Drone Cargo Service In Japan: Orders Drop To Homes From The Sky – Last Minute Technology News


Customers order their urgent or light daily necessities such as medicines and medical products via the internet from the island. Orders reach the store. Parachute loading service fee is 1000 yen (about US$7).

The order, which reaches the shopper such as a pharmacy or supermarket, is packed and loaded into the front van. The van goes to the drone center of Sora-iina.

The packaged order that reaches the drone center is placed in the red and parachute mailbox. The mailbox is placed on the drone. The drone in the warehouse derails and is placed on an installed slingshot-like sled next to it.

Launched by a medieval catapult, the drone takes off in an instant. The drone, which begins to glide through the air, calculates the direction it will go and heads for that part of the island.

The winged drone, which can reach a cruising speed of 100 kilometers per hour, has a maximum range of 80 kilometers from the delivery center. The drones, which are easy to disassemble, made of Styrofoam and plastic, also cause very little damage to objects in the event of a collision.

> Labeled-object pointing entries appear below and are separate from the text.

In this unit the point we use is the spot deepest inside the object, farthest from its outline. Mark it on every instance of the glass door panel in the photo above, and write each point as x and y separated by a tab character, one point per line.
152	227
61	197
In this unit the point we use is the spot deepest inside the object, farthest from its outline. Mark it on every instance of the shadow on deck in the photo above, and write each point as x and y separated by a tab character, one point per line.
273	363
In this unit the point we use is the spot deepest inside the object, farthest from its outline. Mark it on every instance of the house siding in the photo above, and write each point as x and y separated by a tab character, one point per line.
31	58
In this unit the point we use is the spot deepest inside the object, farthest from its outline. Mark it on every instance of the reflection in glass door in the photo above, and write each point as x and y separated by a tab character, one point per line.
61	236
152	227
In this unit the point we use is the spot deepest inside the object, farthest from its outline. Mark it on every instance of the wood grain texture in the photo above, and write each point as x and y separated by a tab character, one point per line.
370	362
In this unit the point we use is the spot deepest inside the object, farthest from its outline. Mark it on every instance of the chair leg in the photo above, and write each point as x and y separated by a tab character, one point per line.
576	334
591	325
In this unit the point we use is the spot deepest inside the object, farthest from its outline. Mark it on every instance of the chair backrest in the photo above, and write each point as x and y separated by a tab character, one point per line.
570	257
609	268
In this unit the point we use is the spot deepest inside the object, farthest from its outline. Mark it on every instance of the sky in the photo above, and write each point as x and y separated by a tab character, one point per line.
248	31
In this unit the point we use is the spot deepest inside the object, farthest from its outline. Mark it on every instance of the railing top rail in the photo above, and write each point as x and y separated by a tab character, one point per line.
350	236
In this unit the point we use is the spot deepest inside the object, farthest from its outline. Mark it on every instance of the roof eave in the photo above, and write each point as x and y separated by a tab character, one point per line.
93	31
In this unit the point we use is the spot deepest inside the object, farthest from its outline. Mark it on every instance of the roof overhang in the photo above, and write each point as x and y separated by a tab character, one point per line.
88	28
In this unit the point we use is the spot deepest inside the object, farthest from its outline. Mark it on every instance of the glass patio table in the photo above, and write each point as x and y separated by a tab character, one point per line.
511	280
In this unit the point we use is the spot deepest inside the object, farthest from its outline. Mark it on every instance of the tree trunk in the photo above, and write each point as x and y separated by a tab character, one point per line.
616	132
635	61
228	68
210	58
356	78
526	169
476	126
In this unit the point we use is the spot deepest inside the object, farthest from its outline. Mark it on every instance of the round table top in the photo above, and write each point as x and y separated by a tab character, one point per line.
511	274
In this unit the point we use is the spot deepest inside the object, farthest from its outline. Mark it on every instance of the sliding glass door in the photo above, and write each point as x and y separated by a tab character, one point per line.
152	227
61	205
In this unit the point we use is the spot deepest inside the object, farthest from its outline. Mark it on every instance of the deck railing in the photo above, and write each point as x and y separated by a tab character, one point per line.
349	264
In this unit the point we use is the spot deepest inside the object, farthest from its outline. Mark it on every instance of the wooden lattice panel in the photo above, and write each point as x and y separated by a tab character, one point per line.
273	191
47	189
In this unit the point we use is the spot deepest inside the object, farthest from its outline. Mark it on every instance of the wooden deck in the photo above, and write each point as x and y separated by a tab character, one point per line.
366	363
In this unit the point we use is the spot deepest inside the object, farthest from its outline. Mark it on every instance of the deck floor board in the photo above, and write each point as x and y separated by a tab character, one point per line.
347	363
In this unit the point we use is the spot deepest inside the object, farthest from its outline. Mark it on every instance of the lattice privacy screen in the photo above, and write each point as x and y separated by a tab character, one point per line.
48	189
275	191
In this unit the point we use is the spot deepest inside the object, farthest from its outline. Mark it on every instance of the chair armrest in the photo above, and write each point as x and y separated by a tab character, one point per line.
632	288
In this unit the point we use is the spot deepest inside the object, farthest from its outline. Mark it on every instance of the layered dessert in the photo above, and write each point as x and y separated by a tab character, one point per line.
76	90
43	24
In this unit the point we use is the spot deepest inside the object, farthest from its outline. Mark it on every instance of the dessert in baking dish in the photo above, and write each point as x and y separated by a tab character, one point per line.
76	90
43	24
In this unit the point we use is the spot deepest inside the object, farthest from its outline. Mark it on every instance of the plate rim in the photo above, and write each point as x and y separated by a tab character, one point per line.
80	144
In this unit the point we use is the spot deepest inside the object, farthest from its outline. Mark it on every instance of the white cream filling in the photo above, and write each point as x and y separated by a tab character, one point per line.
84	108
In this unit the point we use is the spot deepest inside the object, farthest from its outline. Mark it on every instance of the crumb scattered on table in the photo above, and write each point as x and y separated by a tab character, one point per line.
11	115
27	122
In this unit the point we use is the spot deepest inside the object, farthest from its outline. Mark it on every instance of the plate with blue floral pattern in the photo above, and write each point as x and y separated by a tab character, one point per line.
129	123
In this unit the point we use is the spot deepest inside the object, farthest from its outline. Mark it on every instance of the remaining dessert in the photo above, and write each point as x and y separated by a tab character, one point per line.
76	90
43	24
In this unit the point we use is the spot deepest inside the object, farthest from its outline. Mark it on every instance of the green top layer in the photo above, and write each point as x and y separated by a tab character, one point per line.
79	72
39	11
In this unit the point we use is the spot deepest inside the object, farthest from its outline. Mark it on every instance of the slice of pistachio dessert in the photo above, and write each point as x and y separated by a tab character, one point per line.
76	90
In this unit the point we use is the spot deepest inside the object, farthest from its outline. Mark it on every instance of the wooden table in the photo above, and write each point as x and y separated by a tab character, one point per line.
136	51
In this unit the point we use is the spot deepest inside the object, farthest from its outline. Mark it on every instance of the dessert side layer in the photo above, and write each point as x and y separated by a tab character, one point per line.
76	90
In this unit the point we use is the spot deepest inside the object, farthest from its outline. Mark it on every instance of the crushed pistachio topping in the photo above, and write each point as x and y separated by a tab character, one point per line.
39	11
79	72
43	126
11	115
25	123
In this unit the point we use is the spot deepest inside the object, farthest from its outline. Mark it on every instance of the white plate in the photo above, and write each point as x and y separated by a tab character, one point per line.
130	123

When the drone reaches the delivery point previously entered into its system, it opens the hoods on its body and drops the payload to the ground from a height of hundreds of feet. With the opening of the parachutes on the load, the ordered product enters a simple free fall.

There may be a 10-meter deviation when landing parachute loads, with the product delivery success rate being 97 percent. Other than windy weather, there are no serious problems.

The drone drops its parachute load, glides through the air and automatically detects its way back to the center.

The drone, sensing that it is approaching the center, slows down and is caught like a captured bird by attaching itself to the wire suspended in the air by the hook on its tail.


The drones, which are currently being developed and produced with a density of Styrofoam material, can carry up to 1.8 kilograms, including their boxes and parachutes. The parachute is made of paper, taking into account the weight of the load. Parachutes are not recovered after use, but thrown away.

Work continues on the development of unmanned aerial vehicles, which can cover a distance of 50 kilometers in about half an hour, and their speed and carrying capacity are expected to increase over time.


Sora-iina Chief Executive Officer (CEO) Matsuyama Michelle Mika told AA correspondent that they started this service with the aim of providing medicine and daily needs for the islanders.

Mika stated that they want to increase their cooperation with the active operators on the island, saying: “We also need to figure out how to make money by considering the commercial side of the business.” said.

Mika noted that they are ready to serve in densely populated areas of Japan on demand and was hesitant to comment on the amount of funding provided to the project by the provincial governor and central government.

Rural areas and remote islands, where many services are not adequately delivered, are popular destinations for drone deliveries.